このプロトコルの適合または複製を成功させるためには、考慮すべき重要なパラメータがいくつかあります^。パネルデザインとフッ化クロムの選択には慎重に検討する必要があります。薄暗い抗原や重要な抗原と明るい蛍光色素を組み合わせる必要があります。抗体滴定は、細胞に過剰な抗体結合を非特異的に回避し、バックグラウンド染色および分解能の低下を避けるために行わなければならない。抗体滴定は、抗体の濃度を減少させる既知の数の細胞を染色することによって行われ、最良の分離インデックス³⁶を決定する。これは、抗体のすべてのロットのために繰り返されるべきです.サンプルの調製および染色中に、Ca⁺⁺ および Mg⁺⁺ を避けることで、単一のセルの中断を保証することが重要です。さらに、EDTAの添加は、標識マーカーの抗体媒介体スティミルレーションおよび内在化につながる細胞凝集および酵素活性を防ぐのに役立ちます。データ取得の前に、サンプルは適切に中断され、フィルタリングされ、集計が含まれていなければなりません。あるパラメータから別のパラメータへのシグナルの波及は、単一の染色された細胞または市販の報酬ビーズ³⁵の形態で、補償制御を用いて解決される。もう 1 つの重要な考慮事項は、各実験で適切なコントロールを持つ必要があります。染色されていない細胞は、自己蛍光のベースラインを確立します。アイソタイプコントロールは、非特異的な結合のために、もはや適切な制御と見なされません。正確なゲートを作成する上で最も重要なステップは、FMO コントロールの使用です。FMO制御では、すべての共役抗体が、制御されている抗体を除いて染色体に存在する。FMOコントロールは、すべての蛍光体を欠落したチャネルに広がって測定することを可能にし、それに応じてゲートを設定することを可能にする。精度を高めるには十分なセルを獲得することが重要です。経験則として、関心のある人口の少なくとも2,000のイベントを収集する必要があります。最後に、報酬制御は、ビーズまたは細胞のいずれであっても、利用されているフルオロクロムと正確に一致し、コントロールは少なくとも実験サンプル³⁷と同じ明るさでなければならない。

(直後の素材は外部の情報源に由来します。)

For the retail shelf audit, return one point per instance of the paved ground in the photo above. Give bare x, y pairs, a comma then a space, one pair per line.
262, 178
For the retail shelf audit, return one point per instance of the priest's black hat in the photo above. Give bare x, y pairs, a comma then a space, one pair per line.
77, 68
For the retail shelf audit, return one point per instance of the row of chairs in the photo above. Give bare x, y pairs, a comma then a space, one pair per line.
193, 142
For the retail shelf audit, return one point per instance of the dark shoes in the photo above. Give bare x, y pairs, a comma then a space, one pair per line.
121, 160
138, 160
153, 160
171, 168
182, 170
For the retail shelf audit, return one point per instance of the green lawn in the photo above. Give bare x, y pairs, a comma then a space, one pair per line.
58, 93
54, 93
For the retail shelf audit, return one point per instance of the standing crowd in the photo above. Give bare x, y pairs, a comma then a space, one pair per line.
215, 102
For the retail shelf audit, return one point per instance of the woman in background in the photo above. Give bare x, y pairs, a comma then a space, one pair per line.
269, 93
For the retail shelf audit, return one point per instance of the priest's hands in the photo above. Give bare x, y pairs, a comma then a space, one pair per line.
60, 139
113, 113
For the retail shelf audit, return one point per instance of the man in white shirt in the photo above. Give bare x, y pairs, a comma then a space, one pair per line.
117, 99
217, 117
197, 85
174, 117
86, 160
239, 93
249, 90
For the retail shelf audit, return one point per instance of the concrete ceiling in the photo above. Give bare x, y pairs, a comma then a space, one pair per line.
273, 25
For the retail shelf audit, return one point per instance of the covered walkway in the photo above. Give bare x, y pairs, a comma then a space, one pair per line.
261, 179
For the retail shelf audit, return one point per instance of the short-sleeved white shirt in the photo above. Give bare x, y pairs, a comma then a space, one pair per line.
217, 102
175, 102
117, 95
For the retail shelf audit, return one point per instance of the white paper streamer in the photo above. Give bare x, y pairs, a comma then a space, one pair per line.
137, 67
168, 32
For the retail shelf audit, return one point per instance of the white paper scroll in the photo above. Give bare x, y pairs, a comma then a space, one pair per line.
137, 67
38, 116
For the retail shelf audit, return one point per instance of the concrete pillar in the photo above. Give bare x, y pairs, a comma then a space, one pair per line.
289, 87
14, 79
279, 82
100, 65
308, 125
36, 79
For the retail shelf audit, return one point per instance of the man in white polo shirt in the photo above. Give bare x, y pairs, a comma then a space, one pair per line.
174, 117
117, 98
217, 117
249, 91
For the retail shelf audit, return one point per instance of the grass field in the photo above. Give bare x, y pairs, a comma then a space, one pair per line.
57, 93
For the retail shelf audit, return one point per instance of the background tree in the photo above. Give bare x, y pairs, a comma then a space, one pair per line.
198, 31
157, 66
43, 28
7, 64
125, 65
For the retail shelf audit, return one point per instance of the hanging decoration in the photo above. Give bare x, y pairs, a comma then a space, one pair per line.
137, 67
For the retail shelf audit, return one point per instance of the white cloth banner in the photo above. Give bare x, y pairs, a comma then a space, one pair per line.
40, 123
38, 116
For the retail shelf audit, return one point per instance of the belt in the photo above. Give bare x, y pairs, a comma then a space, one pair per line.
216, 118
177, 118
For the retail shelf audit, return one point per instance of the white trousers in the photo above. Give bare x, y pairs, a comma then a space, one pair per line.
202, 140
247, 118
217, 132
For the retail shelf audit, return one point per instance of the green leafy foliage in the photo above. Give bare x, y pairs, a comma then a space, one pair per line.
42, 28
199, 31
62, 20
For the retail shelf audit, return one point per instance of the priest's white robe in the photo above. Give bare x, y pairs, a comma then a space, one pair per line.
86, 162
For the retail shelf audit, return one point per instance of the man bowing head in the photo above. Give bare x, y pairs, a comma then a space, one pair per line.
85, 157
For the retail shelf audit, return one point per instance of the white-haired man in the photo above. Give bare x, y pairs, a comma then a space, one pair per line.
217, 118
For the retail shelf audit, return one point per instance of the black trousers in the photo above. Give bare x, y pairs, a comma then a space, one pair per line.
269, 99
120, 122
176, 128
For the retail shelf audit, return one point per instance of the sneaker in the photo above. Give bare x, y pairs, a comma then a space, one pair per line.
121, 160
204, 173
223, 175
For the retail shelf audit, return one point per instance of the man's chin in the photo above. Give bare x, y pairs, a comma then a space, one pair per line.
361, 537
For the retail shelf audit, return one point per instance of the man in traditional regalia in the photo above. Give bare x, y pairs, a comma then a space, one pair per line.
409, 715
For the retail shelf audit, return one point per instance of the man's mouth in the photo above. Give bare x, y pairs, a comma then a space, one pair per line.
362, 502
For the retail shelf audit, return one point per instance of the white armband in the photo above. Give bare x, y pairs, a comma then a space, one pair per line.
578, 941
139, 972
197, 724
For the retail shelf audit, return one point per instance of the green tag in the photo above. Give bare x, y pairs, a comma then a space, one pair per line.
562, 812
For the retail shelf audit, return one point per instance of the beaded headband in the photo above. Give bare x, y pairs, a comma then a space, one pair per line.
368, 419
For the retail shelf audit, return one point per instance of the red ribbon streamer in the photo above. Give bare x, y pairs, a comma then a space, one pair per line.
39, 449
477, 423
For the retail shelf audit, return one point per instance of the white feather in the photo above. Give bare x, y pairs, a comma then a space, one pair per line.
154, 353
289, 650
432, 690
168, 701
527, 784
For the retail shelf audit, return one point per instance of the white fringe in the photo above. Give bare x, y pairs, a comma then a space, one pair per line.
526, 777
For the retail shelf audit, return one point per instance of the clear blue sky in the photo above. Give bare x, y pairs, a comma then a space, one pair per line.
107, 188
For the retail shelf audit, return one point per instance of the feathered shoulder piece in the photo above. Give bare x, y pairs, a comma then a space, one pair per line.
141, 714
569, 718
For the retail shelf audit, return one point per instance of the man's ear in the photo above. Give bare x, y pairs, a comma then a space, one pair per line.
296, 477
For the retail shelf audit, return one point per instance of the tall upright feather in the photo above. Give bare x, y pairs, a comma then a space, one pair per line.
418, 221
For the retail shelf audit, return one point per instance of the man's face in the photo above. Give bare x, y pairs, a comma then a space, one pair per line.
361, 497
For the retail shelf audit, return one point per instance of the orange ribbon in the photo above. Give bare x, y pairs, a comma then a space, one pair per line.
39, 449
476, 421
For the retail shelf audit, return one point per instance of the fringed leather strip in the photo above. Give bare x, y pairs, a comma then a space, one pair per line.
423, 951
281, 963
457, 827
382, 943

全体として、B細胞区画の低細胞量分析は、免疫学分野で広く使用されている。この技術は、非疾患状態および免疫学的課題の下で、野生型および遺伝子組み換えマウスの両方における体液性免疫の摂動を調べるのに使用することができる。

すべての著者は、レジェネロン・ファーマシューティカルズ社の従業員および株主です。

原稿を批判的に読んでくださったマシュー・スリーマンに感謝します。また、この研究を支援してくれたRegeneronのビバリウム・オペレーション部門とフローサイトメトリーコア部門に感謝します。